What are the alleged abuses? How does the ICC have jurisdiction over the United States? What will ordinary U.S. citizens make of an ICC investigation? My research explains how U.S. citizens are more supportive of the ICC than the Trump administration’s rhetoric suggests.<

The ICC prosecutor examined evidence of U.S. torture and abuse

In 2006, the ICC’s Office of the Prosecutor (OTP) opened a preliminary examination into allegations of war crimes and crimes against humanity in the Afghan conflict since 2003 — the year Afghanistan became a member of the ICC.

The OTP examined allegations of abuses by both anti-government and pro-government forces, including the Taliban, the Afghan National Security Forces, the United States, armed forces and the CIA. The OTP says the information it gathered indicates, among other allegations, that U.S. interrogation techniques used in Afghanistan — involving “torture, cruel treatment, outrages upon personal dignity, and rape” — amount to war crimes.

Some ICC judges are worried about going after the U.S.

The United States is not a member of the ICC. However, the treaty that created the court, the Rome Statute, allows it to investigate citizens of nonmember states if the alleged crimes occurred on the territory of a member state. Once Afghanistan ratified the Rome Statute and joined the ICC in 2003, U.S. military and intelligence personnel in Afghanistan came under the court’s jurisdiction.

[The International Criminal Court was established 20 years ago. Here’s how.]

In November 2017 — after more than a decade of gathering evidence — the prosecutor requested authorization to open a full investigation, arguing there was “a reasonable basis to believe” U.S. military and intelligence personnel committed war crimes.

A year and a half later, in April 2019, the Pre-Trial Chamber unanimously rejected the request.
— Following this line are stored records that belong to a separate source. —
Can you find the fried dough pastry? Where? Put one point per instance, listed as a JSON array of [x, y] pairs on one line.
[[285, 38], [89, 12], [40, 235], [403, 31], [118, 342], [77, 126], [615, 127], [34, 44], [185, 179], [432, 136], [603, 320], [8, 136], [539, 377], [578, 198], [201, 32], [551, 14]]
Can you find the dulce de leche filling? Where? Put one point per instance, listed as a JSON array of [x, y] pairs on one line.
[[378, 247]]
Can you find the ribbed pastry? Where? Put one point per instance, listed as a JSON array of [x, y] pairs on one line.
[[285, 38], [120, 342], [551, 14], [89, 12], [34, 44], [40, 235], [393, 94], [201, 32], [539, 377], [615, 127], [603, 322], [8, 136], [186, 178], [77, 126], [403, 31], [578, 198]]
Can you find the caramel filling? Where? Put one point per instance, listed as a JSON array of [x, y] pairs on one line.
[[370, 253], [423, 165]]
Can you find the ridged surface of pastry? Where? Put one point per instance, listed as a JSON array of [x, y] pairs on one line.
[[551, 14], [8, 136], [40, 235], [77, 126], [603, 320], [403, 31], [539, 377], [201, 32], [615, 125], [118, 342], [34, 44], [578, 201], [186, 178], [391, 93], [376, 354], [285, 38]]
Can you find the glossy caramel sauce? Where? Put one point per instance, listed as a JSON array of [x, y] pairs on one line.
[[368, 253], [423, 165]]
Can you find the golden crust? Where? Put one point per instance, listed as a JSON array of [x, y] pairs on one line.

The judges agreed the request was in the ICC’s jurisdiction and admissible before the ICC. However, they claimed the investigation would probably not be successful and, therefore, it would not serve the interests of justice to proceed.
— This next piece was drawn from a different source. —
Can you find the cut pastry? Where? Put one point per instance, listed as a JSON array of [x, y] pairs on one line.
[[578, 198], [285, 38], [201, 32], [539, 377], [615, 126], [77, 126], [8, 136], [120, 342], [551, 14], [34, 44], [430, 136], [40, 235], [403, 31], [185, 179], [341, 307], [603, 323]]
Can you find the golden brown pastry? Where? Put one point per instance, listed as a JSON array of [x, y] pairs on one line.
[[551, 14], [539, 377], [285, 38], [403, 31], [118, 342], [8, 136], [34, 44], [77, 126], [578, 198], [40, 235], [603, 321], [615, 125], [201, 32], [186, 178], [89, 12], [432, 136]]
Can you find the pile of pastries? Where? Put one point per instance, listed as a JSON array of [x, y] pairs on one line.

The 2019 decision sparked controversy in the human rights community. Amnesty International and Human Rights Watch issued statements criticizing the court’s judges for capitulating to the Trump administration’s threats and, in the process, abandoning the victims of the alleged crimes.

The ICC will move ahead, despite the political risks

Bensouda swiftly appealed the decision. Her office coordinated a multifaceted response, drawing on submissions from victims’ legal representatives and amicus curiae briefs from human rights organizations.
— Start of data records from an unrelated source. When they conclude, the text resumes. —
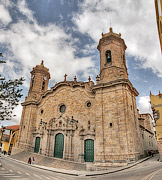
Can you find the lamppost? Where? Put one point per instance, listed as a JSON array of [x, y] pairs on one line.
[[72, 121], [43, 123], [2, 131]]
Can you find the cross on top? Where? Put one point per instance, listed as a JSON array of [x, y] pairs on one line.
[[65, 77], [89, 79]]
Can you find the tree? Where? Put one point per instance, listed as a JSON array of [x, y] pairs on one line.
[[10, 94]]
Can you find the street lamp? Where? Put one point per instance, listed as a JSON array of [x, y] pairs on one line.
[[43, 123], [74, 121]]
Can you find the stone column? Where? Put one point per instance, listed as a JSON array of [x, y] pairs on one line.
[[51, 144], [159, 142], [81, 155], [66, 146]]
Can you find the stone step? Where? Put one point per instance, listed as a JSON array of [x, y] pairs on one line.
[[49, 161]]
[The U.S. revoked the visa for the ICC prosecutor. That bodes poorly for international criminal justice.]

On Thursday, the Appeals Chamber unanimously reversed the Pre-Trial Chamber’s decision, saying it had gone beyond its power by rejecting the prosecutor’s request. The Rome Statute requires only that the Pre-Trial Chamber determine whether “there is a reasonable basis to proceed with an investigation” and whether “the case appears to fall within the jurisdiction of the Court.”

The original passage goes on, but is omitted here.